Оля взобралась на подводу и устроилась рядом со студентом, лицом к офицеру, спиною к лошади.

Сначала молчали. Оля смотрела на сытое холёное лицо офицера, на его новенькую, видно, здесь в Ростове сшитую или купленную шинель с добровольческой трёхцветной нашивкой и не понимала, почему он не идёт там же, где шли её братья, где шёл Ермолов и все другие офицеры.

Поздно ночью размещались в Аксайской станице. Спутники Оли пригласили её пить чай. Офицер представился ей и представил её своей даме. Он был поручиком N-ского гусарского полка Дмитрием Дмитриевичем Катовым.

— Адьютант генерала Пестрецова, — гордо сказал он. — Где-то он? Говорят, расстрелян. Я оставил его ещё в июле прошлого года, когда поехал лечиться в Кисловодск. Вера, обратился он к даме, — Ольга Николаевна Полежаева знала нашего милого Якова Петровича.

Ночевали в одной избе. Студент, по фамилии Погорельский, имени его никто не знал, был на все руки мастер. Он ходил за лошадью, он наставлял самовар, ублажал разморившуюся Веру Митрофановну, услуживал Катову и бегал в соседние избы перевязывать раненых. Он был медик второго курса и горел желанием всего себя отдать на помощь ближним.

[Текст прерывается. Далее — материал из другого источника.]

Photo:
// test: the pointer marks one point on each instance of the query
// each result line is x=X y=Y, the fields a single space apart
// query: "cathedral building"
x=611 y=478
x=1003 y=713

Наутро выступили, как знакомые, и казалось естественным, что у Оли есть своё место на собственной подводе Катовых, что Погорельский неумело запрягал и уже в упряжи поил сытую круглую лошадь, что он таскал тяжёлые увязки, а Катов сидел на крылечке казачьей хаты и меланхолично курил папиросу, пуская кольца дыма к синеющему на востоке небу…

XIV

Дорогой Катов спорил с Погорельским. Он говорил ему в спину, а смотрел прямо в лицо Оли, в её карие, огнём горящие глазки и на прочную упругость её загорелой, покрытой пушком щёки.

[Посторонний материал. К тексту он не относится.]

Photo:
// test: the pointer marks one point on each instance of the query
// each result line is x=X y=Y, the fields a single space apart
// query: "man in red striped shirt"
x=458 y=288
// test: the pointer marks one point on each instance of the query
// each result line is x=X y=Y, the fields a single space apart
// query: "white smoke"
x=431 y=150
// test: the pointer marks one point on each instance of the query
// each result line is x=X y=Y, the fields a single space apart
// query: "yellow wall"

Где-то в отдалении мерным ритмом звучала песня добровольцев, и Оле хотелось её слушать, а Катов говорил, стараясь обратить на себя внимание Оли.

— Странно, Погорельский, — говорил он, — мы оба интеллигенты, вы моложе меня, медик, а я студент-юрист, случайно сделавшийся офицером, и всё-таки мы друг друга не понимаем? В большевизме есть своя правда, её надо только уловить.

— Какая уж, Дмитрий Дмитриевич, правда. Достаточно мы повидали их в Ростове. Один разбой и дикость, — не оборачиваясь от лошади, сказал Погорельский.

— Э, нет, нет… Вы знаете… Конечно, Ленин и Троцкий это не то… Это случайность. Но никогда Россия не вернётся к старому. Я знаю хорошо мужика и народ. Ему эти капитан-исправники и урядники осточертели. Русский народ — загадка. Он ещё своё слово скажет. Молодая нация и потому здоровая. Затрещит старушка Европа, когда услышит это слово, — говорил Катов, любуясь сам собою и своим либерализмом.

— Это что говорить! Громить умеем, как никто. Пустое место оставим от культуры и подсолнухами заплюём, — хмуро сказал Погорельский.

— Э… тэ, тэ… Нет, батюшка, старый мир отжил свой век, и большевизм — это муки рождения нового. Всё новое: мораль новая, государственный строй новый, всё, всё, язык, буквы, стихосложение, искусство — архитектура, живопись, скульптура, музыка, танцы — все старые музы насмарку. Состарилась матушка Терпсихора, седы волосы у Клио — на покой, милые, в богадельню… Вот как я понимаю углубление революции.

— Да ведь, Дмитрий Дмитриевич, нового-то ничего не придумаешь. Мир стар, и история повторяется. Не на головах же ходить.

— А почему нет?.. — горячо воскликнул Катов. — Не прямо, понятно, на головах, но всё-таки послушайте: куда годится теперь христианская мораль?